Ему бы успеть до начала съёмок возвести декорации — павильонные в ЦОКС и натурные под Алма-Атой, у деревеньки под названием Каскелен. Степь там была не плоска, а волниста и при большом желании могла быть назначенной на роль холмов Поволжья. Эйзен такое желание имел: на одной из возвышенностей выстроил “Казань”, которую царю Ивану по ходу фильма предстояло героически взять.

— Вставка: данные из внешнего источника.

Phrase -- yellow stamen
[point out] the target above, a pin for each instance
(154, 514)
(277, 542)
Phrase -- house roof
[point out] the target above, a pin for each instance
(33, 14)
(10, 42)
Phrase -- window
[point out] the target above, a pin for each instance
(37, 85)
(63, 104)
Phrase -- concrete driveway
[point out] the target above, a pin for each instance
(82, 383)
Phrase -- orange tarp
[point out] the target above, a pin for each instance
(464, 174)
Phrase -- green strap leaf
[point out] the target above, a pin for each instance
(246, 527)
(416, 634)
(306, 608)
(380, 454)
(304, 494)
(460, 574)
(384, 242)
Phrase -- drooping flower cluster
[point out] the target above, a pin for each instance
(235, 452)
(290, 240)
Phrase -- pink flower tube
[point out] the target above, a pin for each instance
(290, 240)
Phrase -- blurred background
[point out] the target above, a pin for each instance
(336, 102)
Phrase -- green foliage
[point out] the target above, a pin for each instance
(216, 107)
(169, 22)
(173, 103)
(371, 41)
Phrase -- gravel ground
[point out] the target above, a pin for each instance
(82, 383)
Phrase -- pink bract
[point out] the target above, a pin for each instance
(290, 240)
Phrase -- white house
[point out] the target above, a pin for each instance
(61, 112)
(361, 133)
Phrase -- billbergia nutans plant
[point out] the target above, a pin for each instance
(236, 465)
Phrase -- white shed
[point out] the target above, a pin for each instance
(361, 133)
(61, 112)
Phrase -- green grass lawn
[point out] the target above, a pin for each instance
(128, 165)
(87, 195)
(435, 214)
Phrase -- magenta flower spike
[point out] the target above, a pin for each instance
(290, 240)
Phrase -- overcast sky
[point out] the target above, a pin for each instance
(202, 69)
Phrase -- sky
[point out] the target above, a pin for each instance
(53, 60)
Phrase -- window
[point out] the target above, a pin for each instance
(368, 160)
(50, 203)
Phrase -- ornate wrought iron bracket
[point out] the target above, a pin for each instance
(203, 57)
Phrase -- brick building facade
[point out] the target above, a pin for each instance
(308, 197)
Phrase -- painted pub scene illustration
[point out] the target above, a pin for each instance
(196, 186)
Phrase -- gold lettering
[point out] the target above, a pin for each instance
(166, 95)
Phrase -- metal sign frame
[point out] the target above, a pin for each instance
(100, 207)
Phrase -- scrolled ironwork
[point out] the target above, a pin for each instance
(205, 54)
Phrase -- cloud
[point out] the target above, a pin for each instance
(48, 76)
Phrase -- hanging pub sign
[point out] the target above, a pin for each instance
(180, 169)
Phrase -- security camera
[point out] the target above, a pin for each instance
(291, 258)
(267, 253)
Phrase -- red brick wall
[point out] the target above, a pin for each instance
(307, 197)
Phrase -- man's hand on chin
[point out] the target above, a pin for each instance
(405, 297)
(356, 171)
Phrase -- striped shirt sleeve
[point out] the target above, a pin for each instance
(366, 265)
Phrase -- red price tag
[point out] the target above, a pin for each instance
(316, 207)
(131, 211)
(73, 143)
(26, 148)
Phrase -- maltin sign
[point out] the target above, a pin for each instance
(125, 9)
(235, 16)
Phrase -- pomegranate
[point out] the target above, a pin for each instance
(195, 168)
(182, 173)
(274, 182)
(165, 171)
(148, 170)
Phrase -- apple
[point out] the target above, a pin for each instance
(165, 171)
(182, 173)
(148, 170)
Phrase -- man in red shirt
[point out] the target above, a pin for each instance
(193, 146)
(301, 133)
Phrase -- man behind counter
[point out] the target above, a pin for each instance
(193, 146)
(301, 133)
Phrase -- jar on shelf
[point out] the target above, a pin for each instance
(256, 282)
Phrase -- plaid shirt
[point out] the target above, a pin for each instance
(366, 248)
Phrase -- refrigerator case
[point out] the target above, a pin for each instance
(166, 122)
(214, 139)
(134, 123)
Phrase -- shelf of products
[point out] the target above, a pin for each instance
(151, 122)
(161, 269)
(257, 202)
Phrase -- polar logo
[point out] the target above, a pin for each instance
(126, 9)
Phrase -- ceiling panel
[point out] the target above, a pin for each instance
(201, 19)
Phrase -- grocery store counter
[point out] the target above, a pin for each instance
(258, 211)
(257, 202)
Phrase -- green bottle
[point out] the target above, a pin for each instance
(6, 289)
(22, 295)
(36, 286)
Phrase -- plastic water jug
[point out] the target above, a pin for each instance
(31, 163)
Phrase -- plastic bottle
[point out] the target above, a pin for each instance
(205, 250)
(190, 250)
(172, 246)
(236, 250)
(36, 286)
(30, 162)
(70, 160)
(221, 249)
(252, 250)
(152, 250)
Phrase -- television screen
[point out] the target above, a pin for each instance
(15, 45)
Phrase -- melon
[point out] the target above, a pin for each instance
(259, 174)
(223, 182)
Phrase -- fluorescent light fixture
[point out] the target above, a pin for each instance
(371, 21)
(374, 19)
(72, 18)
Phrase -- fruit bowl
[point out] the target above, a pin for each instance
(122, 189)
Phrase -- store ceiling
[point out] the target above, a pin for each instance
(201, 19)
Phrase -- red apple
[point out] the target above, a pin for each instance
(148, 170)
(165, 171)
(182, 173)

Декорационно это было самое слабое место фильма: вместо пышных лесов — жухлая степная трава, вместо Волги — Каскеленка, то ли речушка, а то ли ручеёк, что перепрыгнешь в два счёта (её Эйзен решил и вовсе не показывать в кадре). Да и сама “Казань” — сплетённые из тростника чия и обмазанные штукатуркой башенки — едва ли походила на крепость, которую нужно было долго и отважно завоёвывать.
Но делать нечего. Приходилось только надеяться, что немногие зрители бывали в настоящей Казани. А кто бывал — те пусть поверят не в географическую точность, а в правду мифа.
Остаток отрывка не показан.